The Stadio Artemio Franchi has been the home of Fiorentina since its opening in 1931. The first match in the stadium was on the 13th September 1931 between Fiorentina and Admira Wien of Austria, with the home side winning 1-0.
Originally known as the Stadio Giovanni Berta after a fascist militant, the stadium had a capacity of 45,000 and hosted matches at the 1934 FIFA World Cup. This included the quarter-final between Italy and Spain which finished 1-1, with the replay the following day resulting in a 1-0 win for the results as they went on to win the tournament.

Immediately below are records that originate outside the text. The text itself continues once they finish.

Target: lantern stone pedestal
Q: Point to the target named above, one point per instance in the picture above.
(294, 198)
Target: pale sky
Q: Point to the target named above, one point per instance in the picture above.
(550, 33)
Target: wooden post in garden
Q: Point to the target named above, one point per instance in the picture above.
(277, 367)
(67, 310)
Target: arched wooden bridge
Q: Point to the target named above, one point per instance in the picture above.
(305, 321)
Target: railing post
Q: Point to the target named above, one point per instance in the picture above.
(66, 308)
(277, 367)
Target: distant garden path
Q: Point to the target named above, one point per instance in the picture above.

After the Second World War, the stadium was renamed the Stadio Comunale. It would host group matches of the 1960 Summer Olympics and a semi-final of UEFA Euro 1968 in which Yugoslavia defeated England 1-0.
Built entirely of concrete and featuring a 70-metre tower called the “Tower of Marathon”, the stadium underwent renovations ahead of the 1990 FIFA World Cup which removed the running track and increased the seating capacity.

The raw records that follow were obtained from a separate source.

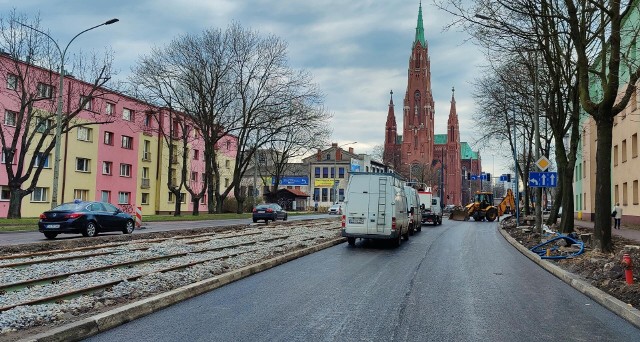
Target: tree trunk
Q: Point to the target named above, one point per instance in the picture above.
(196, 206)
(178, 204)
(15, 202)
(602, 227)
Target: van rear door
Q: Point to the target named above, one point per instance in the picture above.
(357, 206)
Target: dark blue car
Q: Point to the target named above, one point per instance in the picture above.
(269, 212)
(86, 218)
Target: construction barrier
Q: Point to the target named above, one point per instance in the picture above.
(138, 217)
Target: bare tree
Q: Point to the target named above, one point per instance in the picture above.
(30, 116)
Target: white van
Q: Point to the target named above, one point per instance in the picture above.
(415, 215)
(375, 208)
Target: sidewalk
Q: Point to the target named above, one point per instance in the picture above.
(627, 233)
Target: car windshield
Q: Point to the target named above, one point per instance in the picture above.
(70, 206)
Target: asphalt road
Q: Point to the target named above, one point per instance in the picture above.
(15, 238)
(460, 281)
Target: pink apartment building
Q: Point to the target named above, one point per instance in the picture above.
(124, 162)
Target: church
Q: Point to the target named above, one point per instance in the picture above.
(439, 161)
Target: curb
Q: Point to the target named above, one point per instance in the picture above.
(620, 308)
(108, 320)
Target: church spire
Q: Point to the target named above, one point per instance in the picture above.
(420, 29)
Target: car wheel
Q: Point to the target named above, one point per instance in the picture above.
(90, 229)
(129, 227)
(50, 235)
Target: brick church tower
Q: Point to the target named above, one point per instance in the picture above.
(416, 145)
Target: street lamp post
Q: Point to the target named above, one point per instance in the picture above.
(56, 160)
(335, 169)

Three group matches and the quarter-final which saw Argentina defeat Yugoslavia 3-2 on penalties were played there. In 1991, the stadium was renamed in honour of the former President of the Italian Football Federation, Artemio Franchi.
The Italian national football team have played a number of matches at the stadium, the first being a 2-0 win over Czechoslovakia in 1933. The national rugby union team have also used the stadium, including playing all of their home Six Nations matches there in 2012.
Tickets at Stadio Artemio Franchi
Tickets for Fiorentina matches are available to purchase online, at the Fiorentina Point near the stadium (Via dei Sette Santi 28r at the corner of Via Duprè) which is open Monday to Friday (9am to 6pm) or at the club shop (I Gigli shopping centre) open Monday to Saturday (9am to 10pm) or Sunday’s (9am to 9pm). Tickets usually start from €20 however do increase for high-profile matches.
Location & Travel to Stadio Artemio Franchi
The Stadio Artemio Franchi is located about 2 kilometres north of Florence’s history centre.
Airport: Florence Airport is the closest international airport, approximately 6 kilometres west of the centre. The airport doesn’t have a huge number of flights but does offer services to most major cities across Europe. You can reach the city by tram or bus that runs to the central railway station.
Alternatively, Pisa International Airport is just over 75 minutes from Florence and offers a greater number of low-cost flights across Europe. You can then travel from Pisa to Florence by train.
Thinking of going to Florence? Search & book your flights through Skyscanner here.
Bus: The number 7, 17 or 20 buses all run from the centre of Florence (Santa Maria Novella or Piazza San Marco station) to the stadium, with additional services on match day.
Train: The closest railway station is at Firenze Campo di Marte, located just 400 metres away from the stadium. Most services to the station are regional but there are some high speed services between Bologna and Rome.
Firenze Santa Maria Novella is the main railway station of Florence, located about 2 kilometres from the stadium with high speed services across the country. If travelling from Firenze Santa Maria Novella station, you will need to take a connecting train.
Thinking of catching a train to Florence? Search and book your journey through the Trainline here.
Walk: Walking from Florence’s historic centre will take just over 30 minutes.